Each one of us has received a special gift in proportion to what Christ has given ... He appointed some to be apostles, others to be prophets, others to be evangelists, others to be pastors and teachers.

--Ephesians 4: 7 and 11

And he appointed yet others, it turns out, to be quarterbacks. Tim Tebow has always wanted two things: to be right with Jesus in heaven and to lead a football team to glory on the field. When he was 6 years old, in the early 1990s, he began to worry about going to hell. He wanted to accept Jesus as his personal Saviour--the Evangelical key to salvation. But when he went to his father, who was a missionary and preacher, he found himself frustrated by questions his father asked him about the Gospel--questions posed, Tebow recalls, "to make sure I was not taking this decision lightly." Finally, young Tebow went to his mother. "I want to ask Jesus to come into my heart," he told her. "I'm ready to be saved. I tried with Dad, but he's just too hard." Mother and son prayed together, and the confession of faith was made. To celebrate, the family went to Epcot.

A consummately American story: the fear of death, the hope of heaven and a trip to Disney.
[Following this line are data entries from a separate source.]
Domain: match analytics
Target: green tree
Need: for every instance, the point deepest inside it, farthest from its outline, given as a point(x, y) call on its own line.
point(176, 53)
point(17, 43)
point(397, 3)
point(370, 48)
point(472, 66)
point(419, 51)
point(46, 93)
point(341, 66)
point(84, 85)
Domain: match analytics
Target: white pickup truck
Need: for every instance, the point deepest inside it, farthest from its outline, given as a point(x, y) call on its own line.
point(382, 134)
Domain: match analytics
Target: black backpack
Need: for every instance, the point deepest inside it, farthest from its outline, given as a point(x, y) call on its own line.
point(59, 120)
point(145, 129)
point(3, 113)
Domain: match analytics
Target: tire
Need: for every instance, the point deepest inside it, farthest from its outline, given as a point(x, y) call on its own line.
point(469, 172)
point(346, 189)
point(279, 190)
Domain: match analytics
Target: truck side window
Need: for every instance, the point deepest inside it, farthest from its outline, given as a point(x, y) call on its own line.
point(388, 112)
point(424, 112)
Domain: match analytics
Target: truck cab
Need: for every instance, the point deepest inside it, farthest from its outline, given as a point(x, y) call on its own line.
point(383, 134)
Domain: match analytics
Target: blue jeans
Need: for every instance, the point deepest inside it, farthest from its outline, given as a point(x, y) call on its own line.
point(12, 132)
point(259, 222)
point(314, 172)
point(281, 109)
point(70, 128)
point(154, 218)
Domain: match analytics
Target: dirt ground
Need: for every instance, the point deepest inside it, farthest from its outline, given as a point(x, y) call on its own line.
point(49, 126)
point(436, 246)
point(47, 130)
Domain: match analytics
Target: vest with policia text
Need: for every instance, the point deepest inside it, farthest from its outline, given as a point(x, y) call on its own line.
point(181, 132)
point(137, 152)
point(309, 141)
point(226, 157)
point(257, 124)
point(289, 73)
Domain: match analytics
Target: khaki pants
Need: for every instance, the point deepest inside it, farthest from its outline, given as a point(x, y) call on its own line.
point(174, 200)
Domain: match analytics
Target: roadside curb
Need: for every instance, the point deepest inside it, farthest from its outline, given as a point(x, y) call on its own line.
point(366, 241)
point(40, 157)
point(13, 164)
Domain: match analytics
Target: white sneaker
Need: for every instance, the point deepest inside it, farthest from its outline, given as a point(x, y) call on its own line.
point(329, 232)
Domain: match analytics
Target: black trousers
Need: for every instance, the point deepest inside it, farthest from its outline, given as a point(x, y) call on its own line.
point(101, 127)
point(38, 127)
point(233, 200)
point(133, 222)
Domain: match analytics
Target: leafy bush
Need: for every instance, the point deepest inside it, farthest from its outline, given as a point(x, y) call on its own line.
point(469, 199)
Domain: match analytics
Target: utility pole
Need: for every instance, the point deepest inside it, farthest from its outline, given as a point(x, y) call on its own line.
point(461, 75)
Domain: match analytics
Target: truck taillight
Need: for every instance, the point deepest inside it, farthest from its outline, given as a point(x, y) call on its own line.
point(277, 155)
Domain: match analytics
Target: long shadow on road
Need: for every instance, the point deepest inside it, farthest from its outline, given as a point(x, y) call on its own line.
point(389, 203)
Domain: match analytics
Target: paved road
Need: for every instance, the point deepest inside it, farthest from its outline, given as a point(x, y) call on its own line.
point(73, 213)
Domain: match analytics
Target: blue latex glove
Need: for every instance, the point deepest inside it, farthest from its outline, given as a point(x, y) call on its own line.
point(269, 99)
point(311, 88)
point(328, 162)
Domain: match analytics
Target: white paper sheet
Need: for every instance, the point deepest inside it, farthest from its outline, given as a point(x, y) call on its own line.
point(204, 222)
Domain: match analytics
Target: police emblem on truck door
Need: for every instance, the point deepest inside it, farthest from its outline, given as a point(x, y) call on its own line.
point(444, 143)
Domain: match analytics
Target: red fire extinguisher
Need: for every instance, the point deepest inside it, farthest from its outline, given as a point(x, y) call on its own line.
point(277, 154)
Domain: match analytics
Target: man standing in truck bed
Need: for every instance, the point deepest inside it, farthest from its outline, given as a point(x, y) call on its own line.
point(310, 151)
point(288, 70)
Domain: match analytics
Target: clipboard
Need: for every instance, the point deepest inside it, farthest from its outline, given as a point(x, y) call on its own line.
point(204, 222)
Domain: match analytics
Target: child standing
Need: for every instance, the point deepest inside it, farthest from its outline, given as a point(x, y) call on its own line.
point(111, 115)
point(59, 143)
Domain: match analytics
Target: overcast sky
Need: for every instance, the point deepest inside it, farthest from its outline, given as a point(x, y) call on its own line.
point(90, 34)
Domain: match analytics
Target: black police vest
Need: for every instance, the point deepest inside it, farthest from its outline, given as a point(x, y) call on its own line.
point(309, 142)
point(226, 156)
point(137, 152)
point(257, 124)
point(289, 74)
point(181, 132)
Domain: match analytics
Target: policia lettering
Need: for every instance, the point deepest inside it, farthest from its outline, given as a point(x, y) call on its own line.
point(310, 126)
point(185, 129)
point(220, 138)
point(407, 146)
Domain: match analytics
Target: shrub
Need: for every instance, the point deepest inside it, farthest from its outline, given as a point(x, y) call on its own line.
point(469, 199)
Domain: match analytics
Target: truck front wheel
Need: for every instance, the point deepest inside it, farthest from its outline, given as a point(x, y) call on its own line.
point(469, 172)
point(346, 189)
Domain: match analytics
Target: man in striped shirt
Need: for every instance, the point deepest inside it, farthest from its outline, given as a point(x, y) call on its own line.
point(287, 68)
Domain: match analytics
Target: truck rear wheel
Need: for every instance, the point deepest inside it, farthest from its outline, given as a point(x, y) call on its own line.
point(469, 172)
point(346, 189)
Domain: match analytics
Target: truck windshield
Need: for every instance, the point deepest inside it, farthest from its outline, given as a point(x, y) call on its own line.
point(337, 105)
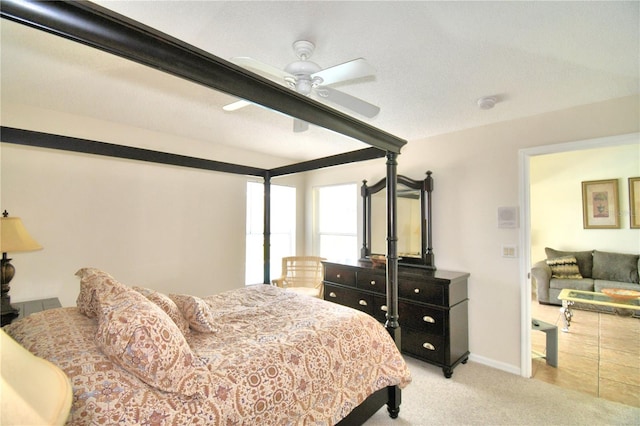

This season, with each cliff-hanging win or dismal loss for the Denver Broncos, Tebow, an active, professing Evangelical Christian, has used his gifts and his position as quarterback to create a powerful 21st century witness for Jesus. There is nothing new about the strange intersection of Christianity and football: fans waved JOHN 3: 16 placards long before Tebow etched the citation in his eye black. The re-enactment of the ancient rituals of pain and victory, of comebacks and upsets, has always evoked biblical stories like that of David and Goliath. What is new and what makes Tebow an intriguing figure--no matter how the Broncos do in the playoffs they just barely made--is the scale and scope of his witness. With Billy Graham on the cool side of the mountain and George W. Bush living quietly in Dallas, Tebow is perhaps the most significant Evangelical Christian in the country. Depending on your point of view, his rise is a thoroughly American story of honest conviction or of ostentatious piety, of faith and family or of aggressive sectarianism.

Tebow's witness is the latest chapter in a decades-old Evangelical movement to transform America. Drawing on images from the Gospel of Matthew, leaders from theologian Francis Schaeffer to Bill Bright of Campus Crusade for Christ to televangelist Jerry Falwell have summoned believers to be ministers of "salt and light." The common shorthand is "You are the salt of the earth; you are the light of the world." To be salt is to be engaged in the world, confronting the culture; to be light is to preach the Gospel message, winning souls and building churches. Tebow's Baptist missionary father Bob is very much a part of this Evangelical movement. On the day the senior Tebow began to pray for a son, he was showing The Jesus Film--a Bill Bright creation--to potential converts in the Philippines.